Several studies have suggested that bilinguals' emotional perceptions of situations may change with the language they are thinking in. A psychology professor named Susan Ervin-Tripp ran some experiments. In one test, she asked a man who was bilingual in Japanese and English to tell a story off the top of his head about drawings she showed him on cards. One, for instance, was of a woman sitting on the floor, head resting on the couch. In the story he came up with in English, the figure was a girl who was finishing a project for sewing class. In the story in Japanese, which he was asked to invent several weeks later, she was a suicidal woman weeping for her lost fiancé.

 

ANNA WIERZBICKA ARGUES
that emotions derive from "cultural scripts," and as such are learned in the language of the culture. Perhaps this explains why, months into learning Hindi, I become keenly aware of a feeling I've never experienced before. It comes from outside me, fills me and the room. It's longing, in a shade I've never known before: for something I can't name but that I know viscerally is unbounded, an object or state that's protean, divine. In English, the closest word for this emotion would be "melancholy," but it's a melancholy laced with joy and expectation—more like the Portuguese
saudade.
These opposite qualities make the feeling nearly unbearably bittersweet, and also so transporting that I never want it to end. Even if I could figure out what it is I'm in longing for, I wouldn't want the desire to be satisfied, as that would kill the feeling. The feeling is sharpest when I listen to certain haunting Hindi songs, and for a while I wonder whether the melodies—like pleas themselves, like milky amber in my head—aren't producing it. Before long, though, I suspect that it's the lyrics, the words I decipher after many rewinds and with the help of Rashida, the Muslim batik artist.

"
Beloved, little by little, the separation of the night is starting to burn,
" the great playback singer Lata Mangeshkar croons in my room, till I know each word by heart, its general meaning. One of the words,
birha,
is the Rajasthani pronunciation of a word that means "separation":
viraha.
I know that much, but not the full definition, which I will find out later on.
Viraha,
the anthropologist Owen Lynch writes, translates as "love-in-separation": longing.
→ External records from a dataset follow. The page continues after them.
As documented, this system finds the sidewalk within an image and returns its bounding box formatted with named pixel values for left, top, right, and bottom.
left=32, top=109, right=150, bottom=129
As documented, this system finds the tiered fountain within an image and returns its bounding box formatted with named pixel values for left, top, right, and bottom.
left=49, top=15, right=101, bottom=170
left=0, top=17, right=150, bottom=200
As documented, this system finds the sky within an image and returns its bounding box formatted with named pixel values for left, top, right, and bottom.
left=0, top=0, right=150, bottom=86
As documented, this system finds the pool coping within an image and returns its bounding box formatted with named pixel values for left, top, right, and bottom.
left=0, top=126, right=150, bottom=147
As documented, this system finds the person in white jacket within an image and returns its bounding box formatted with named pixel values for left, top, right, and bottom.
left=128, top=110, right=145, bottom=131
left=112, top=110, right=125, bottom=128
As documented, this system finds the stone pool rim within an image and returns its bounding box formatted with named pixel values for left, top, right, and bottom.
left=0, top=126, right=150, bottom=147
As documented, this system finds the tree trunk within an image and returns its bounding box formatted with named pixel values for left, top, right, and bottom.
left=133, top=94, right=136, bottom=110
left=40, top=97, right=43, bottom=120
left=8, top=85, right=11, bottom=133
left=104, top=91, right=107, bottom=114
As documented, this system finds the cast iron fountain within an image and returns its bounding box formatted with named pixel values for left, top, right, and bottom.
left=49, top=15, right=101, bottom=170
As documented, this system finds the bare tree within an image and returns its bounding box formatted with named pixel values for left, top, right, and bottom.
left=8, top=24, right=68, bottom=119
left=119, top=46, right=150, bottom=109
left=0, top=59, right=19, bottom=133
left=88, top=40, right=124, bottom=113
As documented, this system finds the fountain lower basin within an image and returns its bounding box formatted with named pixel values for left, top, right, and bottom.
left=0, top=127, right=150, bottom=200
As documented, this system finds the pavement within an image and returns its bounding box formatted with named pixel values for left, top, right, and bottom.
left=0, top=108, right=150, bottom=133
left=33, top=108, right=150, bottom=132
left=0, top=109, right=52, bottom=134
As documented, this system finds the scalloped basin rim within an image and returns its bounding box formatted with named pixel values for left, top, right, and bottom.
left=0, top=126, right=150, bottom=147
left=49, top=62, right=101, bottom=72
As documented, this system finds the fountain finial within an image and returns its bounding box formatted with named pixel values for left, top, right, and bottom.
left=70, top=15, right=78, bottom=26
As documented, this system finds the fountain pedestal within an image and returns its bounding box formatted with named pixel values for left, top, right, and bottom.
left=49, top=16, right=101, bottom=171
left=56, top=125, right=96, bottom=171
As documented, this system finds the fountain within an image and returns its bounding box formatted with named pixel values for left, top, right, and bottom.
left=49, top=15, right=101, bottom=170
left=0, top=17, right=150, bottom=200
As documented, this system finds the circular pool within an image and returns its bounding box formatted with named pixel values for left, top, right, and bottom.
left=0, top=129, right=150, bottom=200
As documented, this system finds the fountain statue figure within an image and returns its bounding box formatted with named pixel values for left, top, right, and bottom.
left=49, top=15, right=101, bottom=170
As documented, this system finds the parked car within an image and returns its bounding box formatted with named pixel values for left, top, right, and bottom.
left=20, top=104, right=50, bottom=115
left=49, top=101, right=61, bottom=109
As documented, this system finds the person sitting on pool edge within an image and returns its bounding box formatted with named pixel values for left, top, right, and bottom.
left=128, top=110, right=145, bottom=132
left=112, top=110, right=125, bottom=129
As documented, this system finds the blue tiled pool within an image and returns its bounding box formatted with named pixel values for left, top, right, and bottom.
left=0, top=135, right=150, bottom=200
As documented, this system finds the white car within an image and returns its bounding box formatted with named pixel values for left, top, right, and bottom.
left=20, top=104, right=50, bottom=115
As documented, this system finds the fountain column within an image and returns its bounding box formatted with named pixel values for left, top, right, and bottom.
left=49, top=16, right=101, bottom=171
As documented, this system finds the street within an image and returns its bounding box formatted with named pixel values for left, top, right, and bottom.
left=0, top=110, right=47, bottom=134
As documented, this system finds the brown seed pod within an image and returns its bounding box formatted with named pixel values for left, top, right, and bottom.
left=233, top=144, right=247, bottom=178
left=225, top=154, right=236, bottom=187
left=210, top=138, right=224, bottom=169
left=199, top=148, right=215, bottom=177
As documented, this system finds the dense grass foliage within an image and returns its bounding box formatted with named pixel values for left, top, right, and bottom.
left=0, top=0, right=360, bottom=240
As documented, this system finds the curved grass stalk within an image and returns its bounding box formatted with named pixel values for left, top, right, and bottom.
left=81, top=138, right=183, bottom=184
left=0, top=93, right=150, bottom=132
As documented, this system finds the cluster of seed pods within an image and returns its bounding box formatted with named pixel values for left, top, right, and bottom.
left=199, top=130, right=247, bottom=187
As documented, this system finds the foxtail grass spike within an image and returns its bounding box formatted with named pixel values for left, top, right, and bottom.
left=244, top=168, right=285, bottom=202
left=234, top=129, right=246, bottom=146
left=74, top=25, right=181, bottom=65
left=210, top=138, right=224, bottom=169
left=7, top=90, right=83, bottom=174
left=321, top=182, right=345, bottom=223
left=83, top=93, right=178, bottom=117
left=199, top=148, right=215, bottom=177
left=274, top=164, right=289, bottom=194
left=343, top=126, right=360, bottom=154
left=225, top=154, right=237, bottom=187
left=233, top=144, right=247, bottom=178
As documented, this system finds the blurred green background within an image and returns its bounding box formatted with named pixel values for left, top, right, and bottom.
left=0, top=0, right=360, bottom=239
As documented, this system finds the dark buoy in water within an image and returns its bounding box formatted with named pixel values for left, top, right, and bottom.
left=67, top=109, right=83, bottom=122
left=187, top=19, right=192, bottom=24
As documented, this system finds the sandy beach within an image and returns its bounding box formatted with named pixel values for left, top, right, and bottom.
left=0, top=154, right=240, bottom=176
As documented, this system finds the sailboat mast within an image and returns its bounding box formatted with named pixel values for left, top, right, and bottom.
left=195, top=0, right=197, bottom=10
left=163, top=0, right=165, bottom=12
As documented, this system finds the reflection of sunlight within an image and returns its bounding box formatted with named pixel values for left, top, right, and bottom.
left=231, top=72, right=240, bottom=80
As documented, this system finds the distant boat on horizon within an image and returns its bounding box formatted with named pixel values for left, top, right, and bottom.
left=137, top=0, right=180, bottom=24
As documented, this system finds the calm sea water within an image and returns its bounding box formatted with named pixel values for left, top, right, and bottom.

And though it can be used in a purely romantic sense, like a lot of Hindi, it has a religious meaning, too: the near-unbearable yearning that the
gopis,
the cow maidens, felt after Krishna multiplied his body and made love to them all, then disappeared. The purest form of love, many Hindu sects believe, is incomplete love: viraha. "The frustration of the emotions' desire for immediate union with Krishna," Lynch wrote, "becomes the closest possible encounter with the divine." A transcendent longing, unable to be fulfilled, that becomes desirable in itself—this description fit, exactly, the emotion that suffused me.

The song lyrics focus my attention on viraha, but after a while I see there are reminders of it everywhere. The landscape here, cultural and physical, is shaped by this amber shade of yearning. It's apparent in architectural details on the haveli's top floor—the tiny windows intended to enforce separation, the faint outlines of what had been a hole in the floor. Mr. Singh tells me his grandfather used to pull himself up through the ceiling of the kitchen below in order to have clandestine late-night visits with his wife. Even when married, men and women were separated. This yearning is apparent in the Bollywood films, in which couples are never allowed to kiss; in the myriad words that translate roughly as "longing."
Chaahanaa:
"to want," a basic desire.
Tamannaa:
"to desire," "to long for."
Aramaan:
"desire," "longing," "heartfelt wish."
Hazrat karna:
"to long for."
Khwahish:
"longing."
Iccha:
"longing."
Viyog:
"separation."
Virasa:
"unrequited love," a situation in which there is not fire on both sides.